A 2011 law, the Leahy-Smith America Invents Act, or AIA, created the agency. An arm of the USPTO, PTAB offers an ostensibly better, faster and cheaper way to challenge patents’ validity. (The USPTO’s recently opened Dallas office includes PTAB functions.)
“The dot-com era generated a watershed of business method patents that were insufficiently developed, poorly crafted and confusing,” said David McCombs, the Dallas-based firm-wide chair of Haynes and Boone’s technology practice. “The AIA created the PTAB in large part to address this problem.
A key benefit of PTAB is that the three-judge panels are made up of experts in the technical field that the patent covers. In courts, patents’ fates hinge on judges and juries, most of whom lack technical training.
The “death squad” moniker notwithstanding, lawyers who work with PTAB say they haven’t seen any evidence that the agency’s judges are biased.
“I have found PTAB judges to be extremely knowledgeable about the subject matter of the proceedings, and quick to ask tough questions to both sides during the oral argument,” said Daniel Moffett, San Antonio-based senior counsel at Akin Gump Strauss Hauer & Feld.
Moffett added that patent owners do face an “uphill climb in PTAB proceedings. “But I believe this is due to the PTAB’s standards of review and claim construction, not any bias on the part of the judges.”
In the bigger scheme of things, lawyers say, the root cause of the problem is the low quality patents that the USPTO has issued at times.
The agency’s director, Michelle Lee, has been working to attack this problem, McCombs said.
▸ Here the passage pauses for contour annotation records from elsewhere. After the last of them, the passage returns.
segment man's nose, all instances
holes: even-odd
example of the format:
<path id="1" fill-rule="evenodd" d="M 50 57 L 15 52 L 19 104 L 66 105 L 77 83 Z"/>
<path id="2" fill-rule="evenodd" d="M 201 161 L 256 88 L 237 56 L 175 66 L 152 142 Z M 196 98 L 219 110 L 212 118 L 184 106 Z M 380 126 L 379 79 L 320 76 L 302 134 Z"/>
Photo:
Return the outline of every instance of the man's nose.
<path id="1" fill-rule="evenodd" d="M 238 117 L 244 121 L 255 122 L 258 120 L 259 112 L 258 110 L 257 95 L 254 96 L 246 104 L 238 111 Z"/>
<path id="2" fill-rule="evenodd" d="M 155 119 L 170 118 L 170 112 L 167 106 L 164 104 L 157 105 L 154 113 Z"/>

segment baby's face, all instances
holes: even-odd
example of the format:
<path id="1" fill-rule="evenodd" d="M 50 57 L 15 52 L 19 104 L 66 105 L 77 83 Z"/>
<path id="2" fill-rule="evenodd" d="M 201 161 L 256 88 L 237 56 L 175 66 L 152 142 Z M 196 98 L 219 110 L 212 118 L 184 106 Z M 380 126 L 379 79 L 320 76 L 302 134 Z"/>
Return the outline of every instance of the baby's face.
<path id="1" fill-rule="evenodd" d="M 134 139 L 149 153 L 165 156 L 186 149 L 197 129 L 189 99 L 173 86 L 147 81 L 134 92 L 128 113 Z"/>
For instance, the USPTO has issued guidelines to its examiners to address how section 101 affects the eligibility of a patent application in the wake of Alice.
“These guidelines are now beginning to pay off, and produce better patents for stakeholders in the software industry,” McCombs said.
Ultimately, Munck said, everyone with a stake in the system must do more to get the quality of America’s patents up to snuff.
“The real solution is a greater investment in the patent application and prosecution process, both in the public and private sectors,” he said.